Immediately following the death of Apple founder and CEO Steve Jobs in late 2011, business magazines and biographers struggled to identify the source of his ingenuity and success. Moviegoers who hope to draw inspiration from the new biopic Jobs won’t discover many highly effective habits, partly because the film keeps his personal struggles at arms’ length and bypasses major portions of his life and career.
Our first glimpse of Jobs (played by Ashton Kutcher) is at an Apple town hall staff gathering in 2001. Here we see him as he often presented himself in public, wearing a turtleneck and jeans, bearded, with a gray crown of hair surrounding a receding hairline. Unfortunately, the makeup used to age up Kutcher is hideously distracting, and his reveal of the first iPod is a moment with no payoff later on.
From there, the story flashes back to 1974, when Steve Jobs was a barefoot, acid-dropping student at Reed College in Portland, Oregon. We catch glimpses of his rebellious attitude when he tells a fellow student, “the system can only produce the system,” but his drug-induced insights are reduced to one line of anger about his birth parents putting him up for adoption.
To his credit, Kutcher genuinely looks and acts the part in these early years of Jobs’ career. The steely, determined stare that we associate with Jobs is captured perfectly, along with the shaggy haircut and scraggly beard. Kutcher’s surfer-dude accent is a bit strong, though, and it’s an affectation he can’t seem to shake throughout the film.
Though we’re given a lengthy and loving introduction to Apple’s first computer, soldered in his parents’ garage, the film doesn’t spend much time highlighting the development of other products, or the impact they had in peoples’ lives. Clips of commercials, like the infamous 1984 Superbowl ad, are a replacement for the genuine emotion many people felt when they used a new Apple product for the first time. As the film marches through the 70s, 80s, and 90s, products like the Apple II, Macintosh, iMac, and even Newton are name-checked without a satisfying explanation of why they were unique.
Even though the characters in the film profess a deep love for technology, this is meant to be a story about the humans of Apple, not the computers. The film is at its best when it dwells on the relationship between Steve Jobs and Steve Wozniak. “Woz” enters the film early on as a geeky, yet highly talented engineer (played by Josh Gad), whose Apple computer prototype is an afterthought to his Polish Dial-A-Joke hotline. It’s Steve Jobs who realizes the device’s potential, and after letting Woz awkwardly stumble through a presentation to the Homebrew Computer Club, Jobs makes an ambitious deal to produce 50 units for a local electronics store called Byte Me. Woz, as he reveals later, just wanted to hang out and be one of the guys.
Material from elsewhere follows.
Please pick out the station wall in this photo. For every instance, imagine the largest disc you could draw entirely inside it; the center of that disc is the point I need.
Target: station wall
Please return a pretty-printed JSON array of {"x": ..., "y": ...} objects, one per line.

Woz’s decision to leave Apple years later is one of the most affecting moments of the film. Though Jobs is later ousted himself, his downfall seems almost inevitable after he makes friends into enemies and develops a reputation for obsessive perfection at great financial cost. Woz, by contrast, seems naively innocent, conned by his collaborator from their very first project together– creating Breakout from an off-track project at Atari.
Other supporting characters drift in and out of Jobs’ life. Two who seem like they deserve more depth include a venture capitalist who later betrays him in a board meeting vote, when it doesn’t even make a difference, and Jobs’ girlfriend, who tearfully tells him she’s pregnant. His cold-hearted response? “I’m sorry you have a problem.”
In the film, Jobs handles his incredible financial success and interpersonal relationships with less interest than he has in the number of fonts in the Lisa computer’s word processor. There’s no joy to be found in his millions of dollars, or his friends and family. Instead, he’s portrayed as a humorless manager with flashy cars and an innate clairvoyance.
Then the film skips from 1984 to 1996, the period of Jobs’ exile from Apple, and we miss what could have been the most humbling and introspective period of his life. When we see him again, he has a hunched gait, and the daughter he previously abandoned is now crashing on his couch. This seems like a missed opportunity to show his newfound humility.
When Jobs returns to Apple, he teams up with Jonathan Ives, played by the absurdly handsome Giles Matthey, to create the colorful new iMac. In these scenes, Jobs makes a pitch for elegance and art in technology, but the film itself isn’t crafted to those same demanding specifications.
The film is at its best as a period piece depicting California in the 70s and 80s, but moviegoers might expect to see more modern-day achievements, like the development of the iPod and iPhone. Steve Jobs’ well-known health problems are also ignored, even though we do see him compulsively eating fruit throughout the film. His struggle with cancer and attempts to treat it using holistic medicine are never even mentioned.
With large, fascinating portions of Jobs’ life left unexplored in the film, it’s hard to give this biopic an enthusiastic recommendation. To really learn about what made Jobs tick, you’d have to look elsewhere. The film pays homage to his entrepreneurial spirit, but the filmmakers should have gleaned a few lessons on emotionally-driven design as well.